CFD simulations on the effect of the diameter of an interatrial shunt for the treatment of heart failure

Abstract

Interatrial shunting is a proposed technique to reduce elevated left heart and pulmonary pressures in heart failure patients. Clinical trials show promising results in relief of symptoms and improvements in quality of life, but little is still known about the working principles of interatrial shunting and important questions remain regarding the optimal diameter. The current research investigates the patient-specific optimal diameter of an interatrial shunt through computational fluid dynamics simulations. An idealized two-dimensional model of the left and right atria, four pulmonary veins, the two vena cavae and the two atrioventricular valves is used to study the intra- and interatrial flow fields in absence and presence of an interatrial shunt through steady-state and transient simulations. For the transient simulations, the inlets and outlets are coupled through a Windkessel including four reservoirs, representing the two ventricles and the pulmonary and systemic circulations. This coupling represents the closed-loop behavior of the circulatory system and ensures realistic inlet and outlet pressures throughout the cardiac cycle. Furthermore, wall movement is applied in the transient simulation to model the atrial deformation during the systolic and diastolic phases of the heart cycle.
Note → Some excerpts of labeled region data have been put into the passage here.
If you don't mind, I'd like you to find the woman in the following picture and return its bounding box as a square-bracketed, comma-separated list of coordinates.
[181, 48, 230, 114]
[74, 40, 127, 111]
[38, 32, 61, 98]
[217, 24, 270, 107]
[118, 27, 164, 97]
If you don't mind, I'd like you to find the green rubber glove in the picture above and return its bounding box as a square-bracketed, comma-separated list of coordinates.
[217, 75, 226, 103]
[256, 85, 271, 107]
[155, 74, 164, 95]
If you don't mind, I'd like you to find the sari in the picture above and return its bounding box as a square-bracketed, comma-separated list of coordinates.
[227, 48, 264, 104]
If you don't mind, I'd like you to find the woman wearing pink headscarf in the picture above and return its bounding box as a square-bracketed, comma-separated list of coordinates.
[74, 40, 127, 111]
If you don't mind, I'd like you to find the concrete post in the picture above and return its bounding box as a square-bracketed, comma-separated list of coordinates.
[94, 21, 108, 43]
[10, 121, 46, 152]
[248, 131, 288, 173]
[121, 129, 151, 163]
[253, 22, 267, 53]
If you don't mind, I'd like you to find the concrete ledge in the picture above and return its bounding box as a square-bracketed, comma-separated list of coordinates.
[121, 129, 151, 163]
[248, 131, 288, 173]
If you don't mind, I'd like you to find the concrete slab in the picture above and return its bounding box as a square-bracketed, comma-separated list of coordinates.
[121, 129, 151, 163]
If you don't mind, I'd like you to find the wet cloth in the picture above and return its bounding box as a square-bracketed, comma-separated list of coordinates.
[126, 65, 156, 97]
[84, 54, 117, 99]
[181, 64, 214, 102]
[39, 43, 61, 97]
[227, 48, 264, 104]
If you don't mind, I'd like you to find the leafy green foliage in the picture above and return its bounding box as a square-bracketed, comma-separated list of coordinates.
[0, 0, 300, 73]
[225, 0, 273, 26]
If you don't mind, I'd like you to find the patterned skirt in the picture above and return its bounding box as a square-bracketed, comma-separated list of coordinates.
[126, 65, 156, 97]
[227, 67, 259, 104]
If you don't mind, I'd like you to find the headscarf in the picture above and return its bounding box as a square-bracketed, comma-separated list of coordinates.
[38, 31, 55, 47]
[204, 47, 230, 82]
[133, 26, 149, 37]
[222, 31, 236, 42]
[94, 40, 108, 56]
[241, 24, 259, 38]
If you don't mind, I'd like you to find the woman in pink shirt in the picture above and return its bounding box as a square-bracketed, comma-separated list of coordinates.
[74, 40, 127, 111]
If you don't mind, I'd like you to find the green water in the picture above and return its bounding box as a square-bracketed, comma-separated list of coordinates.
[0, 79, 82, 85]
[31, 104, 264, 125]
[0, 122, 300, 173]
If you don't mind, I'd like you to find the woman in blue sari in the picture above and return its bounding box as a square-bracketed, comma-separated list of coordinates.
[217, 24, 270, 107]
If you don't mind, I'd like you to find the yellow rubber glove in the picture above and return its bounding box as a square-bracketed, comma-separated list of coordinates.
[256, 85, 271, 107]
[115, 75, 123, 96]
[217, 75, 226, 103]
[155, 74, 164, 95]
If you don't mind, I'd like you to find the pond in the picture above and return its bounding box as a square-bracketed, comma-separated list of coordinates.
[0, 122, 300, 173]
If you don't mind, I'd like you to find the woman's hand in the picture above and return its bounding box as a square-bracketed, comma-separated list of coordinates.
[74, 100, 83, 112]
The introduction of an interatrial shunt significantly influences the atrial flow field and a shunt flow from the left atrium to the right atrium is observed in all the simulations throughout the cardiac cycle, increasing the ratio of pulmonary to systemic blood flow (Qp:Qs). This reduces pulmonary, left atrial and left ventricular pressures while slightly increasing systemic, right atrial and right ventricular pressures. The patient-specific optimal shunt diameter is studied by applying shunts with diameters ranging between 0 and 20 mm to three patients of varying left ventricular stiffness. From this, it is found that the pressure reductions of the smallest (< 6 mm) as well as the largest shunts (> 12 mm) are little sensitive to shunt diameter, whereas medium-sized shunts are the most sensitive to the diameter. It is concluded that the optimal shunt diameter is patient-specific and is defined as the smallest diameter that manages to reduce a patient’s peak pulmonary pressure to below 15 mmHg, as long as its Qp:Qs ratio does not exceed 1.5. Otherwise, the optimal shunt is the one with the largest diameter that does not exceed Qp:Qs = 1.5.